AVRUPA’nın aslanı olacaktık. AB’ye çatır çatır giriyorduk! AB ne isterse yapacak, "reform sürecini" en kısa zamanda bitirecek ve o sayede "Avrupalı" olacaktık.
Vatandaşımız kentte ve köyde çantasını alacak, içine birkaç kat çamaşır koyacak ve sonra "ver elini Avrupa" diyecekti. Vize mize yok, Avrupa bizi bekliyordu.

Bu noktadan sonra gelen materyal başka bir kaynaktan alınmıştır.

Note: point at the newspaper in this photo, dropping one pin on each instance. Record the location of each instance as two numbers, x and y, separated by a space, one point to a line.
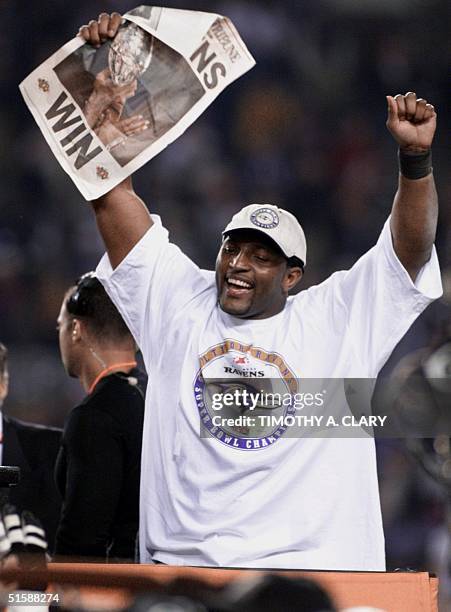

Herkes AB ülkelerine gidecek, onlar da bizimkileri "hoşgeldiniz sevgili Türk dostlarımız" diye karşılayacaktı. Öğrenciye okul, işsize iş, hastaya doktor sağlayacaklardı.
Milletçe köşeyi dönecektik!!!
Hey gidi günler hey!
Başbakan ve hükümet, Avrupa’nın karşısında esas duruşta bekliyordu. Elbette bekleyeceklerdi, bu atılımı sağlamak, milyonlarca insanımıza köşeyi döndürmek kolay değildi ki!
AB bir istiyor, bizimkiler üç veriyordu. Asker devreden çıkarılıyor, AKP’nin istediği biçimde "demokrasi ve fikir özgürlüğü" hızla yerleşiyordu. Recep Tayyip Erdoğan cumhurbaşkanı olacak, laiklik rafa kalkacak, bastırdıkça bastıracaktı.
Hiç unutmam, bir AB gezisi dönüşünde bizim Melih’in belediyesine Ankara’nın Kızılay Meydanı’nda taklar kurdurdular!Başkente AB bayrakları çekildi.Kürsüden nutuk atıp milletimize o büyük başarının (!) öyküsünü anlattılar. Davul zurnalar çalıyordu, Türk milleti "AB üyeliğini" ve hükümetimizin olağanüstü başarısını kutluyordu!
Aylar ve yıllar boyunca AB ne istediyse yaptılar. Terörle Mücadele eden güvenlik güçlerinin yetkilerini bile sıfırladılar. Şimdi çark ettiler, kendi yasalarını önceki akşam kendileri değiştirmek zorunda kaldılar.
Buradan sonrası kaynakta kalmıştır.